[ClusterLabs] Locate resource with functioning member of clone set?

Thu Nov 17 20:04:49 EST 2016

On 11/17/2016 11:37 AM, Israel Brewster wrote:
> I have a resource that is set up as a clone set across my cluster,
> partly for pseudo-load balancing (If someone wants to perform an action
> that will take a lot of resources, I can have them do it on a different
> node than the primary one), but also simply because the resource can
> take several seconds to start, and by having it already running as a
> clone set, I can failover in the time it takes to move an IP resource -
> essentially zero down time.
> 
> This is all well and good, but I ran into a problem the other day where
> the process on one of the nodes stopped working properly. Pacemaker
> caught the issue, and tried to fix it by restarting the resource, but
> was unable to because the old instance hadn't actually exited completely
> and was still tying up the TCP port, thereby preventing the new instance
> that pacemaker launched from being able to start.
> 
> So this leaves me with two questions: 
> 
> 1) is there a way to set up a "kill script", such that before trying to
> launch a new copy of a process, pacemaker will run this script, which
> would be responsible for making sure that there are no other instances
> of the process running?

Sure, it's called a resource agent :)

When recovering a failed resource, Pacemaker will call the resource
agent's stop action first, then start. The stop should make sure the
service has exited completely. If it doesn't, the agent should be fixed
to do so.

> 2) Even in the above situation, where pacemaker couldn't launch a good
> copy of the resource on the one node, the situation could have been
> easily "resolved" by pacemaker moving the virtual IP resource to another
> node where the cloned resource was running correctly, and notifying me
> of the problem. I know how to make colocation constraints in general,
> but how do I do a colocation constraint with a cloned resource where I
> just need the virtual IP running on *any* node where there clone is
> working properly? Or is it the same as any other colocation resource,
> and pacemaker is simply smart enough to both try to restart the failed
> resource and move the virtual IP resource at the same time?

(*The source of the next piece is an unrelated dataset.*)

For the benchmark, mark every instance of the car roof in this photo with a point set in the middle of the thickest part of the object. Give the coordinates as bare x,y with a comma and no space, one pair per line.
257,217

Correct, a simple colocation constraint of "resource R with clone C"
will make sure R runs with a working instance of C.

There is a catch: if *any* instance of C restarts, R will also restart
(even if it stays in the same place), because it depends on the clone as
a whole. Also, in the case you described, pacemaker would first try to
restart both C and R on the same node, rather than move R to another
node (although you could set on-fail=stop on C to force R to move).

If that's not sufficient, you could try some magic with node attributes
and rules. The new ocf:pacemaker:attribute resource in 1.1.16 could help
there.

> As an addendum to question 2, I'd be interested in any methods there may
> be to be notified of changes in the cluster state, specifically things
> like when a resource fails on a node - my current nagios/icinga setup
> doesn't catch that when pacemaker properly moves the resource to a
> different node, because the resource remains up (which, of course, is
> the whole point), but it would still be good to know something happened
> so I could look into it and see if something needs fixed on the failed
> node to allow the resource to run there properly.

Since 1.1.15, Pacemaker has alerts:

http://clusterlabs.org/doc/en-US/Pacemaker/1.1-pcs/html-single/Pacemaker_Explained/index.html#idm47975782138832

Before 1.1.15, you can use the ocf:pacemaker:ClusterMon resource to do
something similar.

> 
> Thanks!
> -----------------------------------------------
> Israel Brewster
> Systems Analyst II
> Ravn Alaska
> 5245 Airport Industrial Rd
> Fairbanks, AK 99709
> (907) 450-7293
> -----------------------------------------------